Builders’ overall assessment of the housing market held steady in April, with the NAHB/Wells Fargo Housing Market Index today reporting a reading of 20 for the third month in a row.

(An HMI overall score of 50 reflects a roughly equal number of builders responding rate the market positively as well as negatively. The last time the HMI hit 50 or above was in April 2006, with an index reading of 51.)

Like builder sentiment, buyer traffic stayed the same in April, with index readings of 19, where it has been since February.

The components of this stable but low overall HMI did indicate one positive shift: improved expectations. Builders report being more optimistic about single-family sales in the next six months, with this index component rising to 30. That figure represents the highest reading for future sales since August 2007.

Builders’ assessment of current home sales, however, slipped slightly to 18, down from last month’s reading of 20.

Such a slump concerns NAHB, whose chief economist today also asserted that the country has fallen into a mild recession.
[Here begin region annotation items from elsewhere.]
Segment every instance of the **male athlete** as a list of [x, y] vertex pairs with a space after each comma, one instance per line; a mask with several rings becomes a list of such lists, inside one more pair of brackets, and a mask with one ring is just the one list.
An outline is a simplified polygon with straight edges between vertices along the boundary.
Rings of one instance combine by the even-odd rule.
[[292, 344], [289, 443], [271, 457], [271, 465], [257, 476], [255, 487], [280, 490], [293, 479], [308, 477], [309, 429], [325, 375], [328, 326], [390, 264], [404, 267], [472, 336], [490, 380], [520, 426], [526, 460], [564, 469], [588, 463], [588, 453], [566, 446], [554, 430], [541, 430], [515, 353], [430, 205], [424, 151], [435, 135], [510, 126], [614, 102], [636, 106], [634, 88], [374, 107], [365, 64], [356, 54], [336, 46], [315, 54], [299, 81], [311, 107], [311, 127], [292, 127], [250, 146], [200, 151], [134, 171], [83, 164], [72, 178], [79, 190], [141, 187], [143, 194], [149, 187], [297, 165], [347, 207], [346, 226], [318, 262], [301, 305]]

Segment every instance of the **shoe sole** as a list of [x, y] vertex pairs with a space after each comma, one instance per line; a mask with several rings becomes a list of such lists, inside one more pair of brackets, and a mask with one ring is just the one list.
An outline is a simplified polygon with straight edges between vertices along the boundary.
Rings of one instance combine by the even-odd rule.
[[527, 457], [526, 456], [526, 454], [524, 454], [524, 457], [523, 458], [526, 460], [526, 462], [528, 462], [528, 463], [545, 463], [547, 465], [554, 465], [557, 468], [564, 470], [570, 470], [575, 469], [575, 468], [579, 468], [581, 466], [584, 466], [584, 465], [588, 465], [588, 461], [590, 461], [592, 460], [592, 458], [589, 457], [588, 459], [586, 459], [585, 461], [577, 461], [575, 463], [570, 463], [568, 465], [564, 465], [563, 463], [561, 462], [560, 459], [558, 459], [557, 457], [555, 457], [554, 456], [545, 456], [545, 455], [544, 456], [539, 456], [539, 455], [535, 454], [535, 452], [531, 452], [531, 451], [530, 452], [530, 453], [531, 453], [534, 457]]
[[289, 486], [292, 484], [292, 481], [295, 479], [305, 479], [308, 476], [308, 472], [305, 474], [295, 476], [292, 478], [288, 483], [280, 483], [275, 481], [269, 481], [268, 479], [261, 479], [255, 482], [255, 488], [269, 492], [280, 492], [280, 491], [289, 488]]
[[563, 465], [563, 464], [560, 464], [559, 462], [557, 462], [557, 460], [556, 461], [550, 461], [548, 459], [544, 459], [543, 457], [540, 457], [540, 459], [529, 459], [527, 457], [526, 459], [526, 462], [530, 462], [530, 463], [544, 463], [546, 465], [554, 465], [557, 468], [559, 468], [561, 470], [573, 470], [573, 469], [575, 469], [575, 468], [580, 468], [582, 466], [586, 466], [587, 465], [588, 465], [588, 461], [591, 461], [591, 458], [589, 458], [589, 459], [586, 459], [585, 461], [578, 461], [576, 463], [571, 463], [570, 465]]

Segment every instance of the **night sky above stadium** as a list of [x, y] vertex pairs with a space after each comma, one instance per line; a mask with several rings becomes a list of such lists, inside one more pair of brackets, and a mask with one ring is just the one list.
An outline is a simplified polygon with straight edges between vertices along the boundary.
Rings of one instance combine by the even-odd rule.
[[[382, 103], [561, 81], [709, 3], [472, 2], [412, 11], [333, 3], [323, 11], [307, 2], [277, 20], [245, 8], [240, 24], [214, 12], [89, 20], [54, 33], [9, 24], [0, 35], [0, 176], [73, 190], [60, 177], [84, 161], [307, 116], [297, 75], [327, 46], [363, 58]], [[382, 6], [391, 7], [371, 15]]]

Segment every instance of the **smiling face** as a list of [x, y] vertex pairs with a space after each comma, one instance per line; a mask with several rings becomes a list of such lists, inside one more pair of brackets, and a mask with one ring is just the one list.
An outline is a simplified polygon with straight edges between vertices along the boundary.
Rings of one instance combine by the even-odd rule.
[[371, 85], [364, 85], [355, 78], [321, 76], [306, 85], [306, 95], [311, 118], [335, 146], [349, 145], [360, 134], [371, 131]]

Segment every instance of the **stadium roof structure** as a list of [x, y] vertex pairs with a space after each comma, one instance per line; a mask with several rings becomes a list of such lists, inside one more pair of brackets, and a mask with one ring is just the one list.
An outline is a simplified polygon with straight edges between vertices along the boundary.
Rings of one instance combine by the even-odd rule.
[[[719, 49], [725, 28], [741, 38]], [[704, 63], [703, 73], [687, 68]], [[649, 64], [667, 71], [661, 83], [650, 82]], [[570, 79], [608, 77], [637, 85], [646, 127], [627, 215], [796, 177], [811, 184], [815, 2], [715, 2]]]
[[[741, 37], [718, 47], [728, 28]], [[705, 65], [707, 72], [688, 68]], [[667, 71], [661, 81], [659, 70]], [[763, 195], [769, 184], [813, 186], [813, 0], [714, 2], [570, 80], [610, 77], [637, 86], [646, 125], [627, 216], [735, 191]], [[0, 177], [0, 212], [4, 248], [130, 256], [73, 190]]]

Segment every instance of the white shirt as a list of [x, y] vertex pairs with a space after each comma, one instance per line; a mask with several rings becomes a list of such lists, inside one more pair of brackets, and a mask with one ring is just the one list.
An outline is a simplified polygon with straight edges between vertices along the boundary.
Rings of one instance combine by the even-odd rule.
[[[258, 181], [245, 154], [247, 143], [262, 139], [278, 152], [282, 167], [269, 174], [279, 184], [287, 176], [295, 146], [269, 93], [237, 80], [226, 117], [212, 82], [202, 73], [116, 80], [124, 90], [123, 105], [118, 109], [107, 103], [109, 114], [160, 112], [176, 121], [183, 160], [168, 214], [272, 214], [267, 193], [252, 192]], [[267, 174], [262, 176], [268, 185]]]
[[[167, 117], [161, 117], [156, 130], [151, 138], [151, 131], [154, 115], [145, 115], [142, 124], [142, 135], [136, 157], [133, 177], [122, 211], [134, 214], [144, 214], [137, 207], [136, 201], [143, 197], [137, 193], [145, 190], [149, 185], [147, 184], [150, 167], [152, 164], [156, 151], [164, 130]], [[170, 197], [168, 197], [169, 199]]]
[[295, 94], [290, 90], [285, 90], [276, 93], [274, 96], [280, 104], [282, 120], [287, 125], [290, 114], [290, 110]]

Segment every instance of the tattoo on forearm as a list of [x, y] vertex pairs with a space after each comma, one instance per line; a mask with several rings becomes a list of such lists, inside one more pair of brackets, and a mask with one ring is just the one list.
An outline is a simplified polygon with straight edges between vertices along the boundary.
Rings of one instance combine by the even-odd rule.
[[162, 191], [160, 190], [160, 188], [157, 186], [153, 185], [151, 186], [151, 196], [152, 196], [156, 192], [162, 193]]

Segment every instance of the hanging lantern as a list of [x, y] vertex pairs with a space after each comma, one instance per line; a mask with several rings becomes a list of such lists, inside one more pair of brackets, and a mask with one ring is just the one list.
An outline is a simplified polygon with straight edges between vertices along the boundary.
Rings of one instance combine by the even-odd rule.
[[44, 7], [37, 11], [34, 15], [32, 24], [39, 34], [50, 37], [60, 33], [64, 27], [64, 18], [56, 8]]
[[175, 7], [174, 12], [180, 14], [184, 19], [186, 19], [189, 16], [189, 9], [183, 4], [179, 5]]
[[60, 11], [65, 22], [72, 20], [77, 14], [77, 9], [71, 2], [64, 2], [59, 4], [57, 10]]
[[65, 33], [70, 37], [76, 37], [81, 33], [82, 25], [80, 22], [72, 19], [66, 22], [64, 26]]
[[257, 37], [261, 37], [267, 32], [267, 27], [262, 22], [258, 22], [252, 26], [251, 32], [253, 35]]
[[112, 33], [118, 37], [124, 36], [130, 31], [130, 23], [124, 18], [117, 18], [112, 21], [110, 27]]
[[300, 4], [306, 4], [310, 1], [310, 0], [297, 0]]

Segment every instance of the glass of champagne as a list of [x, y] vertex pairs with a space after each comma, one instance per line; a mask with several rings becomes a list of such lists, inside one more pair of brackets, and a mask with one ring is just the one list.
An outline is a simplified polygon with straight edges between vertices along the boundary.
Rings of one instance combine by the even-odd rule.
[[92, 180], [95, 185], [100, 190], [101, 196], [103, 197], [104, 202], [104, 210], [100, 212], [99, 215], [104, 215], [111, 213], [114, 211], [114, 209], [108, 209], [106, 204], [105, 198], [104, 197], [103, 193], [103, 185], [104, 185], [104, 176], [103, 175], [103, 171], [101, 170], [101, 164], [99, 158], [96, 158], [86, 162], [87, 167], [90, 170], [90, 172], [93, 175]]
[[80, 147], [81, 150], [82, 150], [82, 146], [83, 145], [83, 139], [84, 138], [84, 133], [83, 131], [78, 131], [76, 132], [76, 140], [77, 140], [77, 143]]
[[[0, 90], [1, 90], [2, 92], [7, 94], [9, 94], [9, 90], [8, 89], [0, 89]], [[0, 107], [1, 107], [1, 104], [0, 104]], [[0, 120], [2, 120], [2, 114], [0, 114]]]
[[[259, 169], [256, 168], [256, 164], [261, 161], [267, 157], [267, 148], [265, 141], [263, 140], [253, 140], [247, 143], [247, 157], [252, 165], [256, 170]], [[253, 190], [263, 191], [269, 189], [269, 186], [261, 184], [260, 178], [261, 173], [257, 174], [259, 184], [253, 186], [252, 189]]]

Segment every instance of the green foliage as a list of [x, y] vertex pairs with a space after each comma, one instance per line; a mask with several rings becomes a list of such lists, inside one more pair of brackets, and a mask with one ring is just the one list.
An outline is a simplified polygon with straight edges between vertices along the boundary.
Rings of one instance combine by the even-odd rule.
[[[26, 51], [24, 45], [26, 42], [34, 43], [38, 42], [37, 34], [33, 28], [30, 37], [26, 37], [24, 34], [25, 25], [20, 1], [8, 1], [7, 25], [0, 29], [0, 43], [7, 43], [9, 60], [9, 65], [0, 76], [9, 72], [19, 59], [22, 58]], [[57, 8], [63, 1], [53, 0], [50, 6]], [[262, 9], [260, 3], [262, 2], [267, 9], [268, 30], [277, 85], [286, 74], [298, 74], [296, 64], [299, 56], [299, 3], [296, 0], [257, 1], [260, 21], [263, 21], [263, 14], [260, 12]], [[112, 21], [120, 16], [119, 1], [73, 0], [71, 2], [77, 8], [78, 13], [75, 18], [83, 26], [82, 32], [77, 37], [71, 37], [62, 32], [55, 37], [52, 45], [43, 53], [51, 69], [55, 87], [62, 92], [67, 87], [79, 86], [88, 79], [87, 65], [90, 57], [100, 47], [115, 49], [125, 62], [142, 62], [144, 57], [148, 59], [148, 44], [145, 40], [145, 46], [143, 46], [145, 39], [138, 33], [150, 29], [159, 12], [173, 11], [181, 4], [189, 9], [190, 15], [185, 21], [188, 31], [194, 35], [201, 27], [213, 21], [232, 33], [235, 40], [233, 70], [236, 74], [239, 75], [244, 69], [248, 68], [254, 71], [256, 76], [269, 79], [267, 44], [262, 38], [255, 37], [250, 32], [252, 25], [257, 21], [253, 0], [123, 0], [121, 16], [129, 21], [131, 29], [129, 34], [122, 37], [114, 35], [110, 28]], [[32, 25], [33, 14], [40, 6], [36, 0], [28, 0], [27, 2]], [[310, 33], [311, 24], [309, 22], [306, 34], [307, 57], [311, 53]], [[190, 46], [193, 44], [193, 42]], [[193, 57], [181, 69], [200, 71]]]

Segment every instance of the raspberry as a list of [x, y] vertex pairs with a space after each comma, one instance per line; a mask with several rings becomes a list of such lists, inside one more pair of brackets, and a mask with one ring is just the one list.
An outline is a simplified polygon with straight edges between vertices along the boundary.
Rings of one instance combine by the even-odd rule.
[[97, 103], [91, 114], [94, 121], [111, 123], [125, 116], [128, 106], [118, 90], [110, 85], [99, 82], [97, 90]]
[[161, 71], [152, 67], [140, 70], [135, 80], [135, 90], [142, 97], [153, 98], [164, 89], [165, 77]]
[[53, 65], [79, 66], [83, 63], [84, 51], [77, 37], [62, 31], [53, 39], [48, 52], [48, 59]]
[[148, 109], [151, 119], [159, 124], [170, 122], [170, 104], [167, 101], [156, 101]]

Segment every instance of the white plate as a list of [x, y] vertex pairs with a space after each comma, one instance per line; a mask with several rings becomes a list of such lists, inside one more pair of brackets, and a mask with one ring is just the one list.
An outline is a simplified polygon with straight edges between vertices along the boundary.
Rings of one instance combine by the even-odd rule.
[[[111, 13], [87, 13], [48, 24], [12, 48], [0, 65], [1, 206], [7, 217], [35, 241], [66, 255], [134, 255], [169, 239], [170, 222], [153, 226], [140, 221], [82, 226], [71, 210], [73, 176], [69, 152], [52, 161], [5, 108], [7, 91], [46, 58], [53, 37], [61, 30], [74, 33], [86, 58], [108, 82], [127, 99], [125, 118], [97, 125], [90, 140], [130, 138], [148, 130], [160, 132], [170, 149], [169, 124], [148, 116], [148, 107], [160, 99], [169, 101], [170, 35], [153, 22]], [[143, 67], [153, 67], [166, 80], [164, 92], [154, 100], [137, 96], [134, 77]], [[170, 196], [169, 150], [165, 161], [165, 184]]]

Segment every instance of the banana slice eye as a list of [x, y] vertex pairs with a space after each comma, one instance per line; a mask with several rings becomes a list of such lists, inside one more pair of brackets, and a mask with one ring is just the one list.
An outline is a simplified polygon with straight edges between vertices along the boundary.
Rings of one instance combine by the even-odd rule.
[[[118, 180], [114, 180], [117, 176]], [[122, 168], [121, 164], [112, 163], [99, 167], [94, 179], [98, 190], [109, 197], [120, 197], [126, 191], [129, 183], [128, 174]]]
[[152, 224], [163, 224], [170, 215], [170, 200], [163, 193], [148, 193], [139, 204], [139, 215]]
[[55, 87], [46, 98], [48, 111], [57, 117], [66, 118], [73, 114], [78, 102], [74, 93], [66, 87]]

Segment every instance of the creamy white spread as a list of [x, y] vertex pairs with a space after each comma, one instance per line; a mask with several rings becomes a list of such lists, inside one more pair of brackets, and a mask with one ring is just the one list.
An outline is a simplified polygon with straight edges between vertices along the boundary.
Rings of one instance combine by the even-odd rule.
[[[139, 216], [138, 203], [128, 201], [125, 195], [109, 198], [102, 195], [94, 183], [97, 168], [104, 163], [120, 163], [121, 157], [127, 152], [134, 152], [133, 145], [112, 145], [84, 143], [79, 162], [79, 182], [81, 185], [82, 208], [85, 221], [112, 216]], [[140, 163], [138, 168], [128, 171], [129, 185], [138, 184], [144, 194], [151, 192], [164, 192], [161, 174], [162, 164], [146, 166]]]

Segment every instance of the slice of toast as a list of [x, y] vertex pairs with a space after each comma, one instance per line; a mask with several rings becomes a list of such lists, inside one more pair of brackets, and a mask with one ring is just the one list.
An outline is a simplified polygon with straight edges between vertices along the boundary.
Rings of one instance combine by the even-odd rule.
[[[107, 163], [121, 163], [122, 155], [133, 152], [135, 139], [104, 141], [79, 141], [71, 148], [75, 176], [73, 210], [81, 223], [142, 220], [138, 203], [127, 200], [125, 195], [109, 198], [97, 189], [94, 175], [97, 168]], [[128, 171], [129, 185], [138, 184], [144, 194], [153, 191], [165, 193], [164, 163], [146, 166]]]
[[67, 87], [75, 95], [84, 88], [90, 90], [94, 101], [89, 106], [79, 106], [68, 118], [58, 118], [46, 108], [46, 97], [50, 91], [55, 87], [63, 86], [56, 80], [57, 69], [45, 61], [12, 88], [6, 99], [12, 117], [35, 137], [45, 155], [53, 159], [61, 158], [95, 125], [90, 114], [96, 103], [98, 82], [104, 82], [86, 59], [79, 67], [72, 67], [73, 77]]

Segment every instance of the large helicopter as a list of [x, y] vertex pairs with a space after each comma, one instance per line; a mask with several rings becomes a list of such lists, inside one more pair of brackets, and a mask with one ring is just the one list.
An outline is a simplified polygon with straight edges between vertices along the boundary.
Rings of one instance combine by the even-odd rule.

“While builders continue to report improvements in traffic through their model homes compared with late last year, this activity has not translated to actual sales. That’s where Congress can make a big difference,” says David Seiders, NAHB’s chief economist. “Measures that stimulate consumer confidence in the housing market, push the fence-sitters into the ring, and put a floor under house prices can successfully halt the drag that housing is exerting on the national economy and help stabilize financial markets at the same time.”